As a father, I can only imagine the pain Strathroy’s John Melo is feeling today, grieving the loss of his son Joshua, who took his own life – with bullying named the catalyst for his action.

Bullying is rampant in our schools – and our schools are ill-equipped to handle it. In fact, many schools have instituted a hands-off policy, the concept of which my wife and I fully support. However, a concept and its reality can be far different things. Essentially, what educational hands-off policies encompass is a zero-tolerance approach to violence and physical aggression. One punch and you’re out.

The hands-off policy has brought a different form of bullying to the fore. Now, more than the realized action of violence, the perceived threat of violence and intimidation are the preferred tactics of bullies. What hands-off policies tend to breed is a refuge for more subtle forms of bullying: veiled threats, intimidation, implied violence, and ostracizing run almost unchecked, with little recourse for the victims of this situation. While there’s an increased awareness of the social and emotional ramifications of bullying within the school system, the current system, as it exists, ends up protecting the aggressors and further victimizing the victimized.

As adults we tend to overrationalize the problems faced by our children. What seems clear to us, illuminated by the wisdom of experience and perspective, is not so clear to our youth. While adults can understand that these threats are nothing more than a cry for attention, or braggadocio covering up the bully’s insecurities and fears, to our children these threats are real and present threats to their physical and emotional well being.

I’ve seen some kids’ frustration with their situation. Up until a certain age, kids just aren’t equipped with the mental and emotional maturity to diffuse situations with intellectual tools like negotiation, humour, or dialogue. Rather, they’re more impulsive, conflicted in their thought processes, and incapable of resolving their emotions in a mature way.

So what do they do? They either become sullen and reclusive, or they lash out – but with the hands-off policy, they are punished for striking back against their aggressors, while the bullies get off scot-free. And as much as students and administrators encourage students to come forward with their concerns and fears, few if any students will do so out of fear of being branded a “squealer” or “tattle-tale.” Parental intervention often does more harm than good as well, as the child then becomes a target for having other people fighting their battles (the irony of which is that these bullies often travel in packs, having older children as their muscle.)
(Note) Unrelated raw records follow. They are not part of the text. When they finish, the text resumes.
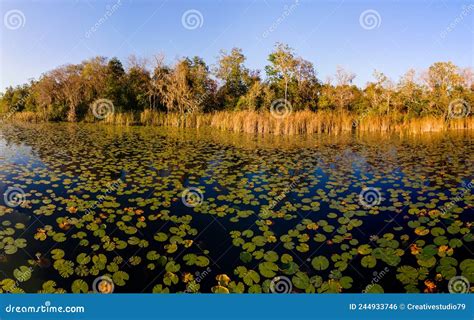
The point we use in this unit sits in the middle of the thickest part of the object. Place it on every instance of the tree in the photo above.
(235, 77)
(293, 76)
(138, 83)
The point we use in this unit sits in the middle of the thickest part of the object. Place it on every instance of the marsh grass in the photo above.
(296, 123)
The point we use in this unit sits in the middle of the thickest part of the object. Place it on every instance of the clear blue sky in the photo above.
(409, 34)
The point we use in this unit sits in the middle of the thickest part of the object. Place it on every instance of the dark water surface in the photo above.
(259, 214)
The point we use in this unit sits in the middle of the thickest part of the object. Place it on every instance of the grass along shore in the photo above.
(301, 122)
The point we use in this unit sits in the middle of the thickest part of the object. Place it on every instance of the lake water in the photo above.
(167, 210)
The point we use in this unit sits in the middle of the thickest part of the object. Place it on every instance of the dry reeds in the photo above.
(295, 123)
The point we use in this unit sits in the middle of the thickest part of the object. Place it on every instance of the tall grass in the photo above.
(302, 122)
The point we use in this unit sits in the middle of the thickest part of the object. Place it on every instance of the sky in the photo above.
(361, 36)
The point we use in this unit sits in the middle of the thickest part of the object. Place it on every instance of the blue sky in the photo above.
(401, 35)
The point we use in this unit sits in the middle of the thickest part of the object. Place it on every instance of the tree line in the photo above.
(192, 86)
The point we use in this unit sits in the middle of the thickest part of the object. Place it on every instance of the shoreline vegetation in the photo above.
(302, 122)
(288, 100)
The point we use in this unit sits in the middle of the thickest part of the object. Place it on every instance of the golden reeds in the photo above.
(295, 123)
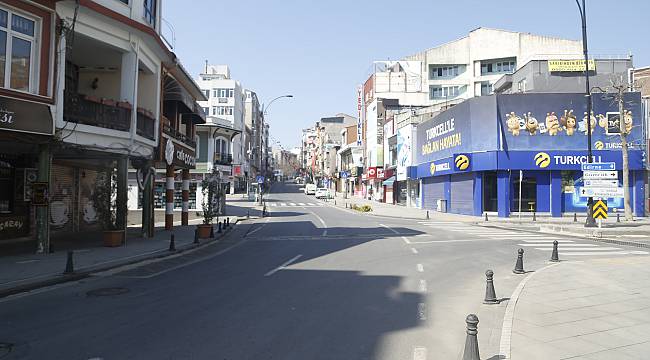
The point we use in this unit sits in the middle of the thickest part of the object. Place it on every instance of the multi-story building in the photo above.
(224, 131)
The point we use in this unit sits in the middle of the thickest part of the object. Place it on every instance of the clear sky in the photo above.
(320, 50)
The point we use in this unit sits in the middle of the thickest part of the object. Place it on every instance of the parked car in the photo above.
(322, 193)
(310, 189)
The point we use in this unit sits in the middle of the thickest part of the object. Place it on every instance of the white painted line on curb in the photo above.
(284, 265)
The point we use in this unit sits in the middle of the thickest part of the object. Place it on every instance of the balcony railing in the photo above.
(90, 110)
(167, 129)
(222, 159)
(146, 124)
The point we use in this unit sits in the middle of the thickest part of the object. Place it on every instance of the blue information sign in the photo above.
(609, 166)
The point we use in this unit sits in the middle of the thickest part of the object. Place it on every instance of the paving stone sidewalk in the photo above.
(587, 310)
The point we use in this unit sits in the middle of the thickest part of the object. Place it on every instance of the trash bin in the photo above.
(442, 205)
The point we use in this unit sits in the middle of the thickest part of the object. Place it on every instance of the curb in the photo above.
(595, 235)
(87, 272)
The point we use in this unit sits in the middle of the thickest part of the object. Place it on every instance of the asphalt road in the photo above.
(309, 282)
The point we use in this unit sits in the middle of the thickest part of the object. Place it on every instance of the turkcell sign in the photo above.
(605, 193)
(598, 166)
(594, 175)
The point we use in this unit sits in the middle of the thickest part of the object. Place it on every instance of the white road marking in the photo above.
(420, 353)
(284, 265)
(422, 286)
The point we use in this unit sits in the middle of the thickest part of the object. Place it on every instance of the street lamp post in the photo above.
(590, 222)
(265, 109)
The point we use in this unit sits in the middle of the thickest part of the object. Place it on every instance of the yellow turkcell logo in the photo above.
(542, 160)
(462, 162)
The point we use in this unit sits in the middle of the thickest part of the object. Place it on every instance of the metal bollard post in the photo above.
(69, 265)
(554, 254)
(172, 243)
(471, 341)
(490, 294)
(519, 266)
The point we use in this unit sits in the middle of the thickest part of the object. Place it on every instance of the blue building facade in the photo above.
(503, 153)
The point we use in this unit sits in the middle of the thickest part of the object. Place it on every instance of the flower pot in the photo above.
(204, 230)
(113, 238)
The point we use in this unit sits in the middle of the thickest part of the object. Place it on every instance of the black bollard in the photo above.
(554, 255)
(471, 341)
(519, 266)
(69, 265)
(490, 294)
(172, 243)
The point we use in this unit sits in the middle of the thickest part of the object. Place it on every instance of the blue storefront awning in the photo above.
(389, 181)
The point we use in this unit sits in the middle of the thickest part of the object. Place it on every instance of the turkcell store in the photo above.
(478, 155)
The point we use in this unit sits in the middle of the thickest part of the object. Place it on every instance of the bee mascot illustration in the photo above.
(592, 122)
(531, 123)
(569, 122)
(627, 119)
(512, 121)
(552, 124)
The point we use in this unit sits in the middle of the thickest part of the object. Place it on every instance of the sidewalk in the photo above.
(29, 271)
(589, 310)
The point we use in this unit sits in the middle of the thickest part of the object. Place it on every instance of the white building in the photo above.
(221, 139)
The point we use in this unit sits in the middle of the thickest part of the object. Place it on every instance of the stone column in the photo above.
(169, 198)
(186, 197)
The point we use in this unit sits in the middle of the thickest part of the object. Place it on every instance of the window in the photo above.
(17, 39)
(486, 88)
(150, 12)
(497, 67)
(447, 71)
(442, 92)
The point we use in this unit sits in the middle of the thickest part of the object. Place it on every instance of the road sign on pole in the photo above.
(599, 209)
(589, 174)
(610, 166)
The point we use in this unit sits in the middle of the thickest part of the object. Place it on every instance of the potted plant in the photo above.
(104, 199)
(211, 190)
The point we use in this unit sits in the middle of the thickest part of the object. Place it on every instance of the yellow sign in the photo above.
(599, 209)
(542, 160)
(570, 65)
(462, 162)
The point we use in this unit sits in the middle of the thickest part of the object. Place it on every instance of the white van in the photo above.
(310, 189)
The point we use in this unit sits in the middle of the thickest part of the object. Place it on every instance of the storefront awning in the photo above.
(389, 181)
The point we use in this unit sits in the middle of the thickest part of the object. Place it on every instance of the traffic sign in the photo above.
(589, 174)
(605, 193)
(599, 209)
(598, 166)
(601, 183)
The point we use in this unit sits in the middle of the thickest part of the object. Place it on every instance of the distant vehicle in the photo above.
(322, 193)
(310, 189)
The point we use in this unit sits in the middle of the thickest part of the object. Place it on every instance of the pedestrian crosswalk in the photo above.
(536, 241)
(292, 204)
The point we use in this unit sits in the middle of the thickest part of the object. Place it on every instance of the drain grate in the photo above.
(113, 291)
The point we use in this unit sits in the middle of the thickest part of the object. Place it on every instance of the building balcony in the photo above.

Bullying also is not simply restricted to the schoolyard. While threats may not be carried out on the playground, the victims of bullying carry the fear that they could be confronted on their way home from school, in their neighbourhood, or at their park. While the hands-off policies may discourage violence on the school property, they have little effect on the outside world.

So what are we to do? If a school embraces a hands-off policy and is vigilant in its execution, it must be equally, if not more so, vigilant in the proactive curtailment of intimidation. A verbal threat must be treated with the same response as if a punch was thrown, and teachers and administrators must be increasingly vigilant about actively looking for these situations. Threatening another student should eventually result in suspensions, parents should be immediately notified about their children’s aggressive behaviour, and consequences must be set in place to discourage this type of activity.

It’s a lot of work, but it needs to be done. When I was in school, you dealt with bullies in one of two ways, you either turned tail and ran or you stood your ground and fought. There was a clear line and there were no shades of grey. Obviously a return to this type of frontier justice is neither desired or warranted.

However, if we truly want to embrace a hands-off policy and make our schools a safe haven for social and educational development, then we need to do a better job of making sure that all our students stand – pardon the expression – a fighting chance.